What Happens Next Season

The KITE-222 story isn't a failure so much as an expensive lesson that confirms what the field has been suspecting: single-antigen CAR T approaches probably won't cut it in AML. The path forward likely involves dual-targeting or multi-antigen CARs that can hit leukemia cells regardless of which surface proteins they're displaying. Recent work presented at ASH 2024 showed promising results with CLL-1 CARs in larger Chinese cohorts, including responses in patients with extramedullary disease. Adapter CAR-T platforms that can flexibly switch between targets are also generating preclinical excitement.

The honest takeaway? KITE-222 did exactly what a Phase 1 should do - it proved the therapy was safe to give and revealed precisely why it didn't work well enough. That "why" - CLL-1 heterogeneity and antigen escape - now gives the field a sharper problem to solve. Sometimes the most useful clinical trial is the one that clearly shows you where the wall is, so the next team knows where to bring the ladder.

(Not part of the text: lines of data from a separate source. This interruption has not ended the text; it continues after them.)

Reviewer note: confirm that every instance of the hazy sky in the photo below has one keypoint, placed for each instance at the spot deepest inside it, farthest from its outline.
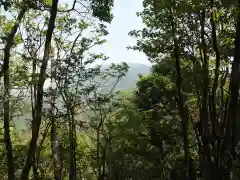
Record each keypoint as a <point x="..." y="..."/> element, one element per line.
<point x="125" y="20"/>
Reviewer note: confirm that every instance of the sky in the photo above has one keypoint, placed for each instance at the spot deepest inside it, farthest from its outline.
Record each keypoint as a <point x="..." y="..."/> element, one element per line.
<point x="124" y="21"/>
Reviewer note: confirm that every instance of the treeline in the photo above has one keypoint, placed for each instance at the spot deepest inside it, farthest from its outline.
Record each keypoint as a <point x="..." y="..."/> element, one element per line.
<point x="180" y="122"/>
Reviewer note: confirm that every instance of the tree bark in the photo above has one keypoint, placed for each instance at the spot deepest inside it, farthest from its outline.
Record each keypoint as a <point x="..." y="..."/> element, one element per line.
<point x="6" y="118"/>
<point x="39" y="101"/>
<point x="55" y="149"/>
<point x="183" y="110"/>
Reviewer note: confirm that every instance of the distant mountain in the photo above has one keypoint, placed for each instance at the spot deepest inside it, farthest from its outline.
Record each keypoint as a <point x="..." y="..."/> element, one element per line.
<point x="129" y="81"/>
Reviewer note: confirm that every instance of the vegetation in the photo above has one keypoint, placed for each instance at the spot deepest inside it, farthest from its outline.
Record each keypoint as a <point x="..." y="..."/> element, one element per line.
<point x="180" y="122"/>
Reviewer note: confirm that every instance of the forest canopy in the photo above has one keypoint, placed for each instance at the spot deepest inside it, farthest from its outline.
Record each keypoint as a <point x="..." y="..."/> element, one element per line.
<point x="63" y="117"/>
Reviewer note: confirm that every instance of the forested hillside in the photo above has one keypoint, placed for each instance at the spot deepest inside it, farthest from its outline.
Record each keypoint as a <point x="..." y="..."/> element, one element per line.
<point x="176" y="120"/>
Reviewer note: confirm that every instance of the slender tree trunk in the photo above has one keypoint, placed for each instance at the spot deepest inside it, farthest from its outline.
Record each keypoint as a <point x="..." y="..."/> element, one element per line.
<point x="39" y="101"/>
<point x="230" y="136"/>
<point x="6" y="118"/>
<point x="72" y="138"/>
<point x="180" y="98"/>
<point x="55" y="149"/>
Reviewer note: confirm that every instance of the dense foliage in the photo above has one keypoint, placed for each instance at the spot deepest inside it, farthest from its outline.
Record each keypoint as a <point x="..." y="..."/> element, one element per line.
<point x="62" y="117"/>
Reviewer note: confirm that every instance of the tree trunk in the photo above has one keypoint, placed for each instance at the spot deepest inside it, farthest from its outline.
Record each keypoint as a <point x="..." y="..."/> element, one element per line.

AML's CAR T moment is coming. It just needs smarter engineering, not louder immune cells.

References:

  1. Daver N, Blachly JS, Ghobadi A, et al. Phase 1 Study of KITE-222, an Autologous CLL-1-directed CAR T-cell Therapy in Patients With Relapsed/Refractory Acute Myeloid Leukemia. Clinical Cancer Research. 2025. DOI: 10.1158/1078-0432.CCR-25-3745. PMID: 41941266

  2. Zhang H, Zhu HH. Breakthroughs of CAR T-cell therapy in acute myeloid leukemia: updates from ASH 2024. Experimental Hematology & Oncology. 2025;14(1):52. DOI: 10.1186/s40164-025-00651-6. PMID: 40217514

  3. Honing CAR T cells to tackle acute myeloid leukemia. Blood. 2025;145(11):1113. DOI: 10.1182/blood.2024027631

  4. Hernández-López A, Téllez-González MA, Mondragón-Terán P, Meneses-Acosta A. Strategies to Overcome Antigen Heterogeneity in CAR-T Cell Therapy. Cells. 2025;14(5):320. DOI: 10.3390/cells14050320

Disclaimer: The image accompanying this article is for illustrative purposes only and does not depict actual experimental results, data, or biological mechanisms.